Amid clashes in parts of Delhi over the controversial citizenship law, the United States today advised its citizens to "exercise caution". The advisory comes a day after US President Donald Trump concluded his first state to India.
On Tuesday, President Trump, when asked about the violence in northeastern parts of national capital over citizenship law protests and religious freedom, said that he had discussed it with Prime Minister Narendra Modi and "he wants people to have religious freedom".
President Trump said he did not discuss "individual attacks" and those were "up to India".

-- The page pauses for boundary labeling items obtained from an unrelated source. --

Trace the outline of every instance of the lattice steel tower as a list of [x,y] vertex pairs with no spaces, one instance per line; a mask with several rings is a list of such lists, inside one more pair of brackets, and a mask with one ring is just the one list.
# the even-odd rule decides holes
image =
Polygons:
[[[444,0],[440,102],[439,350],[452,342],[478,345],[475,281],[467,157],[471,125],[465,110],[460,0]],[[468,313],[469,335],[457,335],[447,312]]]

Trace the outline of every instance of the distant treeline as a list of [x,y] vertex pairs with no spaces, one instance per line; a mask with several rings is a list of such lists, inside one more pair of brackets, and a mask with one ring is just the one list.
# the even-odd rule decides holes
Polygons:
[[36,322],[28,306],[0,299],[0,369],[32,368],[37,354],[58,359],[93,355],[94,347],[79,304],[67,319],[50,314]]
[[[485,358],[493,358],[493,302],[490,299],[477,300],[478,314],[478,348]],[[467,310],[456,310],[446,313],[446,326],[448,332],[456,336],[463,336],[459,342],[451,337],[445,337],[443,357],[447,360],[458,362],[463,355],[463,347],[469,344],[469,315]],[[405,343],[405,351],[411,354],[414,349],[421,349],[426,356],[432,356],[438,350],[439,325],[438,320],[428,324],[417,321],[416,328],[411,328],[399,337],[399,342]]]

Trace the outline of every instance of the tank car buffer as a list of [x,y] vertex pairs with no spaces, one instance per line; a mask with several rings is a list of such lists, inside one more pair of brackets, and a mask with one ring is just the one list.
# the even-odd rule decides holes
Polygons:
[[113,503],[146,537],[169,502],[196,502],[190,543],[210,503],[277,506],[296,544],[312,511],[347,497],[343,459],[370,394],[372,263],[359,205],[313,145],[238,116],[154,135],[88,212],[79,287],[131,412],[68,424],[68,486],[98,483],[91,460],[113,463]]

"We did talk about religious freedom. I will say that the Prime Minister was incredible and he told me that he wants people to have religious freedom. He told me that in India they have worked very hard to have great and open religious freedom. If we look back and look at what's going relative to other places...they have really worked hard on religious freedom," President Trump said.
Today, in an elaborate advisory, US advised its citizens to "exercise caution".
"US citizens in India should exercise caution in light of violent demonstrations in northeast Delhi and avoid all areas with demonstrations," the official statement read.
Security Alert - Demonstrations in Northeast Delhi: https://t.co/e48NNK2xk6— U.S. Embassy India (@USAndIndia) February 26, 2020
"It is important that you monitor local media outlets for updates on demonstrations, road and Metro closures, and possible curfews. The Government of India-imposed law that prohibits political gatherings of four or more people - known as Section 144 - remains in effect in certain areas," it added.
Clashes broke out in northeast Delhi on Sunday over the contentious Citizenship (Amendment) Act or CAA. Violence intensified in the last three days, killing 23 people and injuring nearly 200.
The CAA, for the first time, makes religion test for citizenship in India. While government has said it will grant citizenship to minorities from three Muslim-majority nations - Pakistan, Afganistan and Bangladesh, critics have called the law anti-Muslim.